Question 784570
{{{2(sin(x))^2+5sin(x)=3}}}
If you make a change of variable, it gets easier to write and easier to see the solution.
Substititing {{{y=sin(x)}}}, the equation turns into
{{{2y^2+5y=3}}}
You probably know what to do with that equation.
I would do this:
{{{2y^2+5y=3}}} --> {{{2y^2+5y-3=0}}} --> {{{(2y-1)(y+3)=0}}}
From that last, factored equation, we get two solutions in terms of {{{y}}}:
{{{2y-1=0}}} --> {{{2y=1}}} --> {{{y=1/2}}} and
{{{y+3=0}}} --> {{{y=-3}}}
In terms of {{{x}}}, {{{y=sin(x)=-3}}} makes no sense.

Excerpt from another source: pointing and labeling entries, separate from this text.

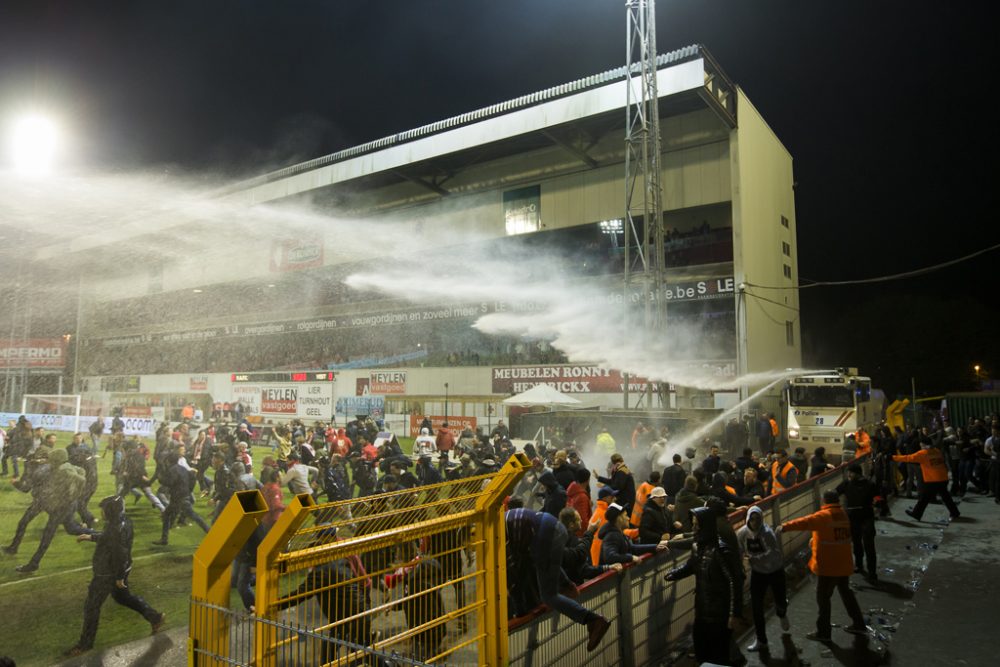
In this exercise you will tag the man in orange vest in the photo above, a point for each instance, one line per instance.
(935, 473)
(784, 474)
(831, 562)
(641, 494)
(864, 443)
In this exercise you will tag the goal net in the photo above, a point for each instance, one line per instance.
(65, 406)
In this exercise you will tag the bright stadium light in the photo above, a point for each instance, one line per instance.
(33, 143)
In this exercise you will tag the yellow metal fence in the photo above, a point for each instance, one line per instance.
(412, 576)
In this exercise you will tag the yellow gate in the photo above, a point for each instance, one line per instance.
(415, 576)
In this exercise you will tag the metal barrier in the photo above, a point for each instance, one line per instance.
(414, 576)
(649, 615)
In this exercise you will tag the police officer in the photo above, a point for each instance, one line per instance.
(859, 493)
(112, 563)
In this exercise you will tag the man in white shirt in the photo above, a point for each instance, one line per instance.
(299, 476)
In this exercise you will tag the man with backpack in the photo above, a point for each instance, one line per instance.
(55, 488)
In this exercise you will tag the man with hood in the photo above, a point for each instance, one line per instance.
(554, 496)
(578, 497)
(56, 486)
(622, 480)
(535, 544)
(112, 563)
(615, 546)
(716, 595)
(759, 545)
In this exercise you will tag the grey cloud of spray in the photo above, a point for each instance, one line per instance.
(582, 318)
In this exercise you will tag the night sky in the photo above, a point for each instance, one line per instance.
(885, 107)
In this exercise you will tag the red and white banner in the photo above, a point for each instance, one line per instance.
(279, 401)
(33, 353)
(565, 379)
(387, 382)
(455, 424)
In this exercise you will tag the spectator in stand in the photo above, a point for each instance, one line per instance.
(554, 499)
(605, 442)
(641, 494)
(673, 477)
(576, 556)
(818, 463)
(764, 434)
(542, 538)
(759, 545)
(621, 480)
(859, 494)
(445, 440)
(564, 471)
(800, 462)
(752, 487)
(711, 463)
(717, 597)
(616, 547)
(424, 443)
(784, 474)
(578, 496)
(686, 501)
(657, 522)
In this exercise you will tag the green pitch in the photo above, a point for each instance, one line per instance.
(43, 611)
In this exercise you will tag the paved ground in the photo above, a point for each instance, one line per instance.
(937, 587)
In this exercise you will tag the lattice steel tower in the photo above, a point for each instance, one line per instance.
(643, 205)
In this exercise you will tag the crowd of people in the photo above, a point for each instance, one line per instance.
(567, 521)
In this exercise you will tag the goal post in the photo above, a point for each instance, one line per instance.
(65, 405)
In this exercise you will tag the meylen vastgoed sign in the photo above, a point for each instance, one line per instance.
(33, 353)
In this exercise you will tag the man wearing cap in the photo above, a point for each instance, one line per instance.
(299, 477)
(541, 538)
(655, 524)
(615, 546)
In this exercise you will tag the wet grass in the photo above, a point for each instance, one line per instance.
(42, 612)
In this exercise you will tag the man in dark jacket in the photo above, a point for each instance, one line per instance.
(716, 596)
(859, 501)
(112, 563)
(179, 481)
(539, 540)
(673, 476)
(621, 480)
(554, 497)
(56, 486)
(652, 528)
(615, 546)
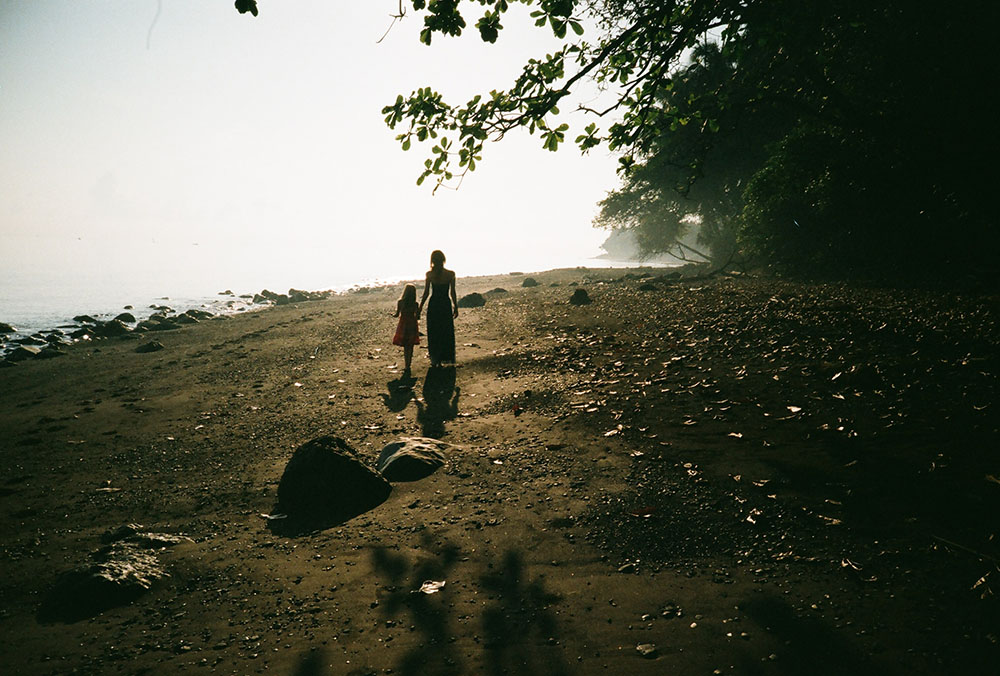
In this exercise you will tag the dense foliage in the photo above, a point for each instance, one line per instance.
(816, 137)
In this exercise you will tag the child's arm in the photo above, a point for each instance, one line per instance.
(427, 290)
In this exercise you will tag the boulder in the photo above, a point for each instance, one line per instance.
(22, 352)
(412, 458)
(115, 327)
(472, 300)
(117, 574)
(198, 314)
(580, 297)
(324, 484)
(156, 323)
(49, 352)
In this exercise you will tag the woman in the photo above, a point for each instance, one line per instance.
(441, 311)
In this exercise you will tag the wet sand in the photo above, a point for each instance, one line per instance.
(741, 476)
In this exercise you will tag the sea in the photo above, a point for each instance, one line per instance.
(77, 279)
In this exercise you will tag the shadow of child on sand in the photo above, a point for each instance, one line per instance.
(400, 393)
(440, 401)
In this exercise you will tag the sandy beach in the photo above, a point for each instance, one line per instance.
(685, 476)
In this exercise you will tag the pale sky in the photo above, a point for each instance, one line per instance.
(263, 137)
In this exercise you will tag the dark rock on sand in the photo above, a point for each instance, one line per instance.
(117, 574)
(325, 484)
(472, 300)
(412, 458)
(22, 352)
(151, 346)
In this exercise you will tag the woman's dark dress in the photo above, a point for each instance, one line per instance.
(440, 325)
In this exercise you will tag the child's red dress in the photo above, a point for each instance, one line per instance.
(407, 332)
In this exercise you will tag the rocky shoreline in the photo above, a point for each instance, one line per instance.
(668, 475)
(17, 346)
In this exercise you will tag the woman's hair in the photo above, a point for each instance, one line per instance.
(409, 296)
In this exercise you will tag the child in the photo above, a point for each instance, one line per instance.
(407, 333)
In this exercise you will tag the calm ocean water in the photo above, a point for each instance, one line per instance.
(83, 279)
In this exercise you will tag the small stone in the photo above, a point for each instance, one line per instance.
(647, 650)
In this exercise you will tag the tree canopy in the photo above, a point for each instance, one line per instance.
(808, 135)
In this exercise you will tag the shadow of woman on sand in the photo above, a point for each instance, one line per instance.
(440, 400)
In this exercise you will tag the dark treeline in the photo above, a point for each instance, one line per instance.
(827, 139)
(833, 138)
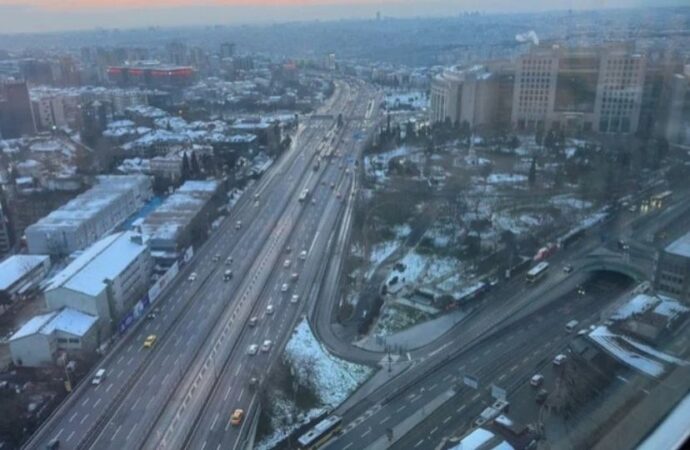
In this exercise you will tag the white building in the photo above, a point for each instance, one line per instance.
(105, 281)
(90, 216)
(21, 273)
(39, 341)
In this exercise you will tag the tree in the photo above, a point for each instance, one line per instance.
(195, 170)
(532, 177)
(185, 167)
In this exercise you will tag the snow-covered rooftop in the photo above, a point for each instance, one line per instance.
(16, 266)
(66, 320)
(680, 247)
(106, 259)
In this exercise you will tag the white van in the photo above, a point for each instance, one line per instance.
(570, 326)
(98, 377)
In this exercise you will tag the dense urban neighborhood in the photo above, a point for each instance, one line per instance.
(468, 232)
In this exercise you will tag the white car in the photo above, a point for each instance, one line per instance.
(266, 346)
(559, 359)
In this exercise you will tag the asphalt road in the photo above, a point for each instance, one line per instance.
(507, 358)
(139, 381)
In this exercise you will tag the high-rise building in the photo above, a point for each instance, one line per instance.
(473, 96)
(16, 118)
(677, 126)
(579, 89)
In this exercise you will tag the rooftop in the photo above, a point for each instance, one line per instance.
(106, 259)
(66, 320)
(16, 266)
(680, 247)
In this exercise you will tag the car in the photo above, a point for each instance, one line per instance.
(536, 380)
(98, 377)
(266, 346)
(150, 341)
(540, 398)
(237, 417)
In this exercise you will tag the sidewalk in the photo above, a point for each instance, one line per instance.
(414, 337)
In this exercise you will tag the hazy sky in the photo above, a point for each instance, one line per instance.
(51, 15)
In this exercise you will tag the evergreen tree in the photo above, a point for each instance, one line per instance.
(185, 167)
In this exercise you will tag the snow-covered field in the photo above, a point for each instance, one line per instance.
(332, 379)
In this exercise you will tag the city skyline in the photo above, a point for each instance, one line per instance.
(49, 16)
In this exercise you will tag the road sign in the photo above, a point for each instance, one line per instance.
(471, 381)
(498, 392)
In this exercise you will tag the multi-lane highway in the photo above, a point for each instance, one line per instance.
(203, 323)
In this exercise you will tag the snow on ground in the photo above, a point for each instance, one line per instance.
(333, 379)
(282, 412)
(620, 349)
(379, 252)
(570, 202)
(504, 178)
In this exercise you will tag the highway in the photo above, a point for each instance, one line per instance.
(141, 381)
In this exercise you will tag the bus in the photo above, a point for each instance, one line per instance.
(659, 200)
(321, 433)
(537, 272)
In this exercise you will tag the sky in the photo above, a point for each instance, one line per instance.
(18, 16)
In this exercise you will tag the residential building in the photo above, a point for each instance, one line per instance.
(21, 274)
(39, 342)
(673, 269)
(105, 280)
(16, 118)
(89, 216)
(183, 219)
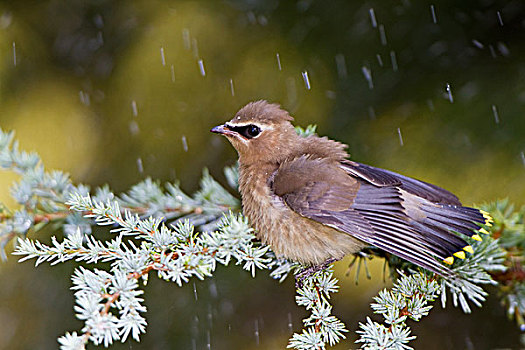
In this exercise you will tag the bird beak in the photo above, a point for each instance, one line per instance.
(223, 130)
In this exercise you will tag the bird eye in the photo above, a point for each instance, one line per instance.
(248, 131)
(252, 131)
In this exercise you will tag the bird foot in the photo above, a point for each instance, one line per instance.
(309, 271)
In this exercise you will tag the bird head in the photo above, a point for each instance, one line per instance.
(261, 132)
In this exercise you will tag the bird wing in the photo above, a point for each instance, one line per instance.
(382, 177)
(371, 212)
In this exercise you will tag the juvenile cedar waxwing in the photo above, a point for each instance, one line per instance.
(311, 204)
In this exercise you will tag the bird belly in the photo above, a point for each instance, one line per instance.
(293, 236)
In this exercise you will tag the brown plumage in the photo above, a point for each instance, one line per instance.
(310, 203)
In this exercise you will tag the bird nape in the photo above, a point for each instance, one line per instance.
(311, 204)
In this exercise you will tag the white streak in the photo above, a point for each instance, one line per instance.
(231, 87)
(496, 115)
(201, 68)
(449, 93)
(400, 137)
(433, 13)
(184, 143)
(368, 76)
(14, 53)
(195, 48)
(373, 17)
(340, 64)
(382, 34)
(500, 19)
(306, 80)
(256, 332)
(134, 108)
(477, 43)
(186, 38)
(163, 59)
(393, 60)
(133, 128)
(379, 60)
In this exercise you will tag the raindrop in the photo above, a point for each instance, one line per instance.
(291, 90)
(382, 34)
(478, 44)
(368, 76)
(213, 289)
(340, 63)
(134, 108)
(195, 48)
(5, 20)
(100, 38)
(492, 51)
(201, 68)
(231, 87)
(393, 60)
(251, 17)
(172, 73)
(496, 115)
(84, 97)
(306, 80)
(210, 315)
(371, 113)
(503, 49)
(433, 13)
(430, 104)
(257, 332)
(330, 94)
(373, 18)
(186, 38)
(400, 137)
(262, 20)
(500, 19)
(184, 143)
(379, 60)
(163, 59)
(449, 93)
(98, 20)
(14, 53)
(133, 128)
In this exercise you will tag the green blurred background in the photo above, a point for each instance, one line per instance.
(109, 91)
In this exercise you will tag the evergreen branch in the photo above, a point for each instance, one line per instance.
(408, 298)
(180, 237)
(322, 327)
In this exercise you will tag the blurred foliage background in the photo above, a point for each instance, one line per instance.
(116, 91)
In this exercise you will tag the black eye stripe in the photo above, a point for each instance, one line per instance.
(248, 131)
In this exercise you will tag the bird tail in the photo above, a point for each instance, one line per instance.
(441, 222)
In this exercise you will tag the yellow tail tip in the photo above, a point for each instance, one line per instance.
(476, 238)
(460, 254)
(486, 216)
(482, 230)
(449, 260)
(468, 249)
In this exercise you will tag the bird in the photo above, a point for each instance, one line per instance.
(313, 205)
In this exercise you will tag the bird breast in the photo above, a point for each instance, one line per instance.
(289, 234)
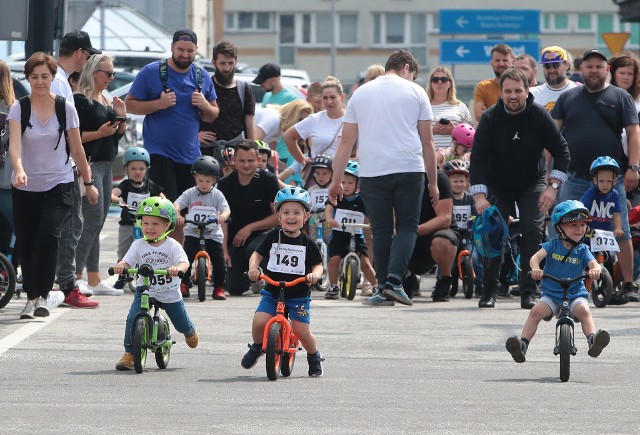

On the other hand, from the other {{{y}}} value we get many values for {{{x}}}
{{{y=sin(x)=1/2}}}
To begin with, if we just stick to the first turn, with {{{0^o<=x<360^o}}}, we have 2 solutions: {{{highlight(30^o)}}} and {{{highlight(150^o)}}}, because
{{{sin(30^o)=1/2}}} and {{{sin(150^o)=1/2}}}
If using radians rather than degrees, for {{{0<=x<2pi}}}, the soluttions are {{{highlight(pi/6)}}} and {{{highlight(5pi/6)}}}, because
{{{sin(pi/6)=1/2}}} and {{{sin(5pi/6)=1/2}}}
If you are not restricted to the first turn, there are infinite solutions, because co-terminal angles have the same trigonometric function values, so that all the solutions could be written as
{{{(4k+1)90^o +- 60^o}}} or {{{(4k+1)pi/2 +- pi/3}}} for any integer {{{k}}}.
(Making {{{k=0}}} gives you the solutions in the first turn).